Fiestas de nuestros pueblos

iglesia de galizano

Fiestas de nuestros pueblos

Esta fiesta de la Asunción de María en mitad del mes de agosto pone en jaque a muchos pueblos que sacan sus mejores galas e ingenios para festejar y atraer a nativos y turistas. Desde nuestro monasterio esuchamos cohetes de los pueblos vecinos en diferentes días del verano. Dentro del programa de fiestas en torno al santo de turno o, en este caso, a María de Nazaret, aún encontramos un espacio para la celebración de la fe por medio de la eucaristía. No es fácil, no, encontrar un presbítero que tenga tiempo y ganas de añadir una celebración más a su apretada agenda litúrgico-sacramental, pero haberlos «haylos» y, casi siempre, se encuentran.

En esta fiesta de María, mujer sencilla de Nazaret, hacemos un homenaje a las mujeres y hombres de nuestros pueblos que preservan en su corazón un momento sincero y hondo de oración en el día de la fiesta. Los carteles con el programa del día están llenos de activiades y ofertas, para grandes y chicos, para activos, tranquilos, nocturnos, deportistas,… para todos sirve también un momento para dar gracias por la fiesta, por la vida, por lo que se tiene, por los sueños, por los logros, por los amigos, por los que ya no están como querríamos que estuvieran, por… Cada cual que haga su lista, que para dar gracias no hay listas cerradas.
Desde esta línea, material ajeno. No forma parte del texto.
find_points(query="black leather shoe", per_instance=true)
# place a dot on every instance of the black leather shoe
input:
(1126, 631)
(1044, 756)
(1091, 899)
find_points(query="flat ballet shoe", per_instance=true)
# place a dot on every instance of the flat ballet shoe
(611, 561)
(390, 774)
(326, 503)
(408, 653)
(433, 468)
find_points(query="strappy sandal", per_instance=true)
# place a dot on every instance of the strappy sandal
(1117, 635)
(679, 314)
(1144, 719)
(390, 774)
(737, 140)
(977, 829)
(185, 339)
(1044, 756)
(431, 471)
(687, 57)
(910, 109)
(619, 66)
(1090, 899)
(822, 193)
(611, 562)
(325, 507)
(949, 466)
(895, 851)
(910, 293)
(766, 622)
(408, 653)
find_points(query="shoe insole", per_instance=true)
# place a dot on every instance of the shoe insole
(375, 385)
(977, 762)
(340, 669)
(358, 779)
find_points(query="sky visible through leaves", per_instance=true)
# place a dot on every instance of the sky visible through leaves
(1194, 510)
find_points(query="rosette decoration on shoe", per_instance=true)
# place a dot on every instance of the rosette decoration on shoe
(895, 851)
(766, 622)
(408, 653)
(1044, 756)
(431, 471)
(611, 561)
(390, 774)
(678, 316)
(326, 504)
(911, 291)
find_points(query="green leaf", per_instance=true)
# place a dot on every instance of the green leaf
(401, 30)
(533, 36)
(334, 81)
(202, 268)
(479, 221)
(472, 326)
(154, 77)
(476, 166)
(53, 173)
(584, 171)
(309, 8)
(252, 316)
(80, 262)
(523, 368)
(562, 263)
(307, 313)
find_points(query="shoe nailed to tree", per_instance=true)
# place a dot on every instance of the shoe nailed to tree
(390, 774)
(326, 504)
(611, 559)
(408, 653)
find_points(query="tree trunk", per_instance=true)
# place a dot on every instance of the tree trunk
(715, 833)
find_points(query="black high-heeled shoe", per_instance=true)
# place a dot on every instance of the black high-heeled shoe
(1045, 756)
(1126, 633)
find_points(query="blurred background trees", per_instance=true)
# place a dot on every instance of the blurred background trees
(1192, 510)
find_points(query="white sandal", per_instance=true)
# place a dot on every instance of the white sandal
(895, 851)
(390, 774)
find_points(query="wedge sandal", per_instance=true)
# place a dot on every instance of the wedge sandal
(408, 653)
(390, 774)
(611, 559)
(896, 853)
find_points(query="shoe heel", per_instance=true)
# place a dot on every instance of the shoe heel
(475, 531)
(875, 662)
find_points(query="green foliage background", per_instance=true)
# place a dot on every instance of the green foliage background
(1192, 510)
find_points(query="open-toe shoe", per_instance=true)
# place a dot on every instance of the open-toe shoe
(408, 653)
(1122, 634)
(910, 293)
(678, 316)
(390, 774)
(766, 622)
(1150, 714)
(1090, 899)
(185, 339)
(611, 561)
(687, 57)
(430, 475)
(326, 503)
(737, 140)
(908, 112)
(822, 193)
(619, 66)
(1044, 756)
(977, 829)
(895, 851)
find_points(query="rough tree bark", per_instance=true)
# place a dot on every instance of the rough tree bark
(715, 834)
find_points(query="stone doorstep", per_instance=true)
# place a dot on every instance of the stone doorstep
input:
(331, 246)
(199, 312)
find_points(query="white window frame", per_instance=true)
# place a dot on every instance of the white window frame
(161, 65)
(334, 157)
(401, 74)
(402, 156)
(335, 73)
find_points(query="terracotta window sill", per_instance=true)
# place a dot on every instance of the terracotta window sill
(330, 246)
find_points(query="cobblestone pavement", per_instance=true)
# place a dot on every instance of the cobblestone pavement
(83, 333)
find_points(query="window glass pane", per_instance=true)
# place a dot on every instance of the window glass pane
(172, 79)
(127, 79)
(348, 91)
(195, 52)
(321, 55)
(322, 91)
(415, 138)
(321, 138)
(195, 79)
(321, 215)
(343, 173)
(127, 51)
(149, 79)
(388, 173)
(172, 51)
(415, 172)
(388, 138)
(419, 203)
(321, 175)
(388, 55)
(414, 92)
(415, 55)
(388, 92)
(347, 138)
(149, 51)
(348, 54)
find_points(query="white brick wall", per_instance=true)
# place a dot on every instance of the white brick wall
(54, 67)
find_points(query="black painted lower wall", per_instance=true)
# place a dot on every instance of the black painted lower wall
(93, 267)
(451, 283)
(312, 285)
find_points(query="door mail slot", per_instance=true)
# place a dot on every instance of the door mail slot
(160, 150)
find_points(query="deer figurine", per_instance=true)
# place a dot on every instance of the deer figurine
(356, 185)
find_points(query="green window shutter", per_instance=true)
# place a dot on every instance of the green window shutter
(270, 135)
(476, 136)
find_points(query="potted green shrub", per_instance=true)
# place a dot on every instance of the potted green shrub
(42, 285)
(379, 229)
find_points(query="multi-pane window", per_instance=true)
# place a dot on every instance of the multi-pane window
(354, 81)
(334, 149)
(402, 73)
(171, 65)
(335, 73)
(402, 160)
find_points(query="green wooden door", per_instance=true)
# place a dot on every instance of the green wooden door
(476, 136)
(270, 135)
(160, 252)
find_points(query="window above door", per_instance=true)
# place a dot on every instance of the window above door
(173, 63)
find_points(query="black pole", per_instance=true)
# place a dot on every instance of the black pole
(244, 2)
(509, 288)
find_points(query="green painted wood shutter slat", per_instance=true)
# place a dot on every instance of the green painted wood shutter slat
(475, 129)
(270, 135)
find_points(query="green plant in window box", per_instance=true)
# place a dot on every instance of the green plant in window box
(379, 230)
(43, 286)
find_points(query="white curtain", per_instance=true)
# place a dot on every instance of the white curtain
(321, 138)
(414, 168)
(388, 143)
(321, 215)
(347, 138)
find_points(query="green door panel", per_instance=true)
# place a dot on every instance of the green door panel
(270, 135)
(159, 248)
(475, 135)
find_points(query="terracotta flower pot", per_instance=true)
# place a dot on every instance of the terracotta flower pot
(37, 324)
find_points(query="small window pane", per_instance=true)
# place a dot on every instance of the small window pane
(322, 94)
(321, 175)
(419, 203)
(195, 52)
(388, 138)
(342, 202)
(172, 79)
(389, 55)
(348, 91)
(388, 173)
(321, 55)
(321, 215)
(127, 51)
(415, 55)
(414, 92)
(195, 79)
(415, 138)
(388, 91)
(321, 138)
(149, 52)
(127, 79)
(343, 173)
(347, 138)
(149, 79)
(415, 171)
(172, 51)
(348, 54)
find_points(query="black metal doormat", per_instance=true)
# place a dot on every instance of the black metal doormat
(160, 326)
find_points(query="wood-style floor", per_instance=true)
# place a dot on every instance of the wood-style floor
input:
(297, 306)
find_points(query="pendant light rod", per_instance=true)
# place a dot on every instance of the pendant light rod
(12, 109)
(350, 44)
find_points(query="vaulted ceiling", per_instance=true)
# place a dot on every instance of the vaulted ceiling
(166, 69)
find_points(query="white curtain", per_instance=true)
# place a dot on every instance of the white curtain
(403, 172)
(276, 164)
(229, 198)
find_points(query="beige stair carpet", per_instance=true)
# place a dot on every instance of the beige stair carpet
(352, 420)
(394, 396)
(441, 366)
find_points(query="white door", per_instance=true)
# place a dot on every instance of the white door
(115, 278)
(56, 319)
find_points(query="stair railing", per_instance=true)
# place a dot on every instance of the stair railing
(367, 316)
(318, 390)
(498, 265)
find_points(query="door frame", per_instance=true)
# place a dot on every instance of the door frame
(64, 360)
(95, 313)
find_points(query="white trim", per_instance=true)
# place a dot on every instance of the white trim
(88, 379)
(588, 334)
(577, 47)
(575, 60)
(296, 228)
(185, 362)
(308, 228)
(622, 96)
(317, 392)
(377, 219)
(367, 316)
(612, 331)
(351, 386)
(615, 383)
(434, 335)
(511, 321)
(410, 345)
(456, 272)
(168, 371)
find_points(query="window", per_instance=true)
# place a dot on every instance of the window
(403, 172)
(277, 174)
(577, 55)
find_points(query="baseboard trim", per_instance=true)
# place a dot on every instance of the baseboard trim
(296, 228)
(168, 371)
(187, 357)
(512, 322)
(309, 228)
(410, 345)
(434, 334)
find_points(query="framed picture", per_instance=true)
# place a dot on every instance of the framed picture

Gracias a nuestras vecinas y vecinos de Ribamontán al Mar que van celebrando a sus patrones. Nos unimos a cada una de las celebraciones y colocamos en las manos tiernas de Dios Trinidad vuestras vidas, aunque a muchos y muchas no os conozcamos, aunque no nos veamos con demasiada frecuencia. Gracias porque a fin de cuentas, consciente o inconscientemente, lo que celebramos es que la fe es fuente y espacio de comunión y que Dios nos regala vida en abundancia.

Gracias, María de Nazaret, por tu testimonio humilde de fe y entrega.